Why I love the 519

There aren’t a lot of spaces anymore that are beautiful and are for everyone. Museums and public galleries have strict entry fees; hotel lobbies, upscale bars, private art spaces and corporate buildings enforce the demographic of those in attendance with sideward glances and the expectation to purchase expensive goods. Community spaces that are safe for people who are poor, transient, or just want to be left alone and not buy things are usually limited to unkempt parks, libraries and rec centres with stiff post-70s architecture, little air conditioning and a strict minimum paid of attention to the aesthetic.

The 519 Community Centre on Church Street, in Toronto’s gay village, defies all those expectations.

This community centre, featured within a hitoric building, combines elements of old and new architecture with classic dark wood tables, leather chairs, and modern interior design.

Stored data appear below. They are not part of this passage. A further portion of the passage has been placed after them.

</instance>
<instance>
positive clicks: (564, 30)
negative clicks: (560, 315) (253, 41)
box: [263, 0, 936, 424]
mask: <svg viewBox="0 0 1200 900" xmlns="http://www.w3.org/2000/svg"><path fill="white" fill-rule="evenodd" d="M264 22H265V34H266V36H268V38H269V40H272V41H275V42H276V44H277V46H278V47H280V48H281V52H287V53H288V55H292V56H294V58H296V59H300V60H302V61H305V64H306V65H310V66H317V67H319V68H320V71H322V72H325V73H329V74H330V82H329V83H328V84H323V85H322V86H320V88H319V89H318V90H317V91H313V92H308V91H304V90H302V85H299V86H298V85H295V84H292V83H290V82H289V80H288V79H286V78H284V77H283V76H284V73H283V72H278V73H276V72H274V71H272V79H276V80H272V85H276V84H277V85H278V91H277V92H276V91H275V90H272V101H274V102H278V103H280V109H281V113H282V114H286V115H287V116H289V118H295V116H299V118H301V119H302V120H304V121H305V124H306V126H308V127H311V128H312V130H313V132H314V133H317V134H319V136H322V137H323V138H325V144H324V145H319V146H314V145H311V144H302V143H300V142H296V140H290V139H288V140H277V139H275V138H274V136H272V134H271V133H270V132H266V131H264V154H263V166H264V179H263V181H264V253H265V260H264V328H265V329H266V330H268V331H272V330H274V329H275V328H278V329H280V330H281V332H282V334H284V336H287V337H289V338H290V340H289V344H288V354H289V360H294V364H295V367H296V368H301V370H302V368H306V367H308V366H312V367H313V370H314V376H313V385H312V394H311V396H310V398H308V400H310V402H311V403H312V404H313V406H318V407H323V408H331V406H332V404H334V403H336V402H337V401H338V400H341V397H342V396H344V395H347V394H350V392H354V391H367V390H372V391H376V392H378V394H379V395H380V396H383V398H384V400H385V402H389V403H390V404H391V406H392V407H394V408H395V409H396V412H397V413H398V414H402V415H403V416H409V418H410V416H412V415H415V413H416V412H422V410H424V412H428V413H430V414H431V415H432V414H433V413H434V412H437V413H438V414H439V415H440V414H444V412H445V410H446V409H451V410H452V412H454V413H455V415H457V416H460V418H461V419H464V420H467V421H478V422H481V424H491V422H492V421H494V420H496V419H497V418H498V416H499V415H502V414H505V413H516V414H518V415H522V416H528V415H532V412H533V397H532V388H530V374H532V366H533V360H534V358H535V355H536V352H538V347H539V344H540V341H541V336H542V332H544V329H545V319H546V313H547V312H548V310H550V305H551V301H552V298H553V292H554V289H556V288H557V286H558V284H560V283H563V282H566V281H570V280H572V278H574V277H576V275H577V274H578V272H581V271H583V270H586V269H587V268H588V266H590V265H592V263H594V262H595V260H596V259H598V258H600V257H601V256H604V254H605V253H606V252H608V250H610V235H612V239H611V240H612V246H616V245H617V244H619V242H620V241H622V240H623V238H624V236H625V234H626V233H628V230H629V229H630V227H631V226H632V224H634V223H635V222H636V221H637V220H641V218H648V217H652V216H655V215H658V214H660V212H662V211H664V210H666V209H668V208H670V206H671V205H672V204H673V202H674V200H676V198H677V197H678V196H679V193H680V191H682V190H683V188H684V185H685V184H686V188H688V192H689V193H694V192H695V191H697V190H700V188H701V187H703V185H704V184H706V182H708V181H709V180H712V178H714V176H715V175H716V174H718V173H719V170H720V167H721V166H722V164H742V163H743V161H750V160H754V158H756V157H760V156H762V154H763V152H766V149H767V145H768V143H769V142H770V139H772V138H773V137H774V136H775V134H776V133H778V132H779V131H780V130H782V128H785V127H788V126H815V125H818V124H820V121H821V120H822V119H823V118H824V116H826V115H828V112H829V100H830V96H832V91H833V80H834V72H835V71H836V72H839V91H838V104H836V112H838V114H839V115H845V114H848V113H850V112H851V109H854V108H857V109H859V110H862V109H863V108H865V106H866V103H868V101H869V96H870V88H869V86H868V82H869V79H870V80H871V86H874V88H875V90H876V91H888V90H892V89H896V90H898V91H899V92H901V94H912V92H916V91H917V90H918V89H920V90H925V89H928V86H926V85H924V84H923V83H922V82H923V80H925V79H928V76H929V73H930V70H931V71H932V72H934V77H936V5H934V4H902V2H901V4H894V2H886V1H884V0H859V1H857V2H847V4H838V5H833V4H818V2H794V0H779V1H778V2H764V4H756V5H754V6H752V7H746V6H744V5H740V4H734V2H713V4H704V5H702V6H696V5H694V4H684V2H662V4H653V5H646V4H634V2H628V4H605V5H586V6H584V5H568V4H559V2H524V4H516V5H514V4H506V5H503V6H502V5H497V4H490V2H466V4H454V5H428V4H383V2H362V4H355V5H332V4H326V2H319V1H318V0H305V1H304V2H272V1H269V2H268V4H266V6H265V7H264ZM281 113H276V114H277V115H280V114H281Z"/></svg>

Contemporary art donated by Salah Bacir hangs on the walls, and potted flowers stand in a row, getting light from big bay windows.

Today, I fell asleep on the sofa while transcribing some notes. I—along with an equally dozy gentleman beside me, reading a book about gender norms—was gently woken up by the front manager. She laughed and explained that normally, when snoring came from the sofas, it was from people outside who had drank a bit too much in the park. They, just like we, were welcome here, to rest and refocus without too much harassment or judgement.

Places this gorgeous are not normally available for everyone. We’re so focused on service delivery and on problem solving that we’ve lost our understanding of the importance of the aesthetic. In a world where our success is measured by our contribution to capital, it’s freeing to be able to rest somewhere with brick interior and a wrought-iron staircase without feeling either guilt or fear. Our lives are constantly defined by making ourselves useful, working our asses off until we’ve earned the privilege of luxury or celebration, but in truly gay style, the big windows and granite countertops of this building say “fuck that—life’s enjoyment is our entitlement.”

Within these walls, I know we can take luxury back.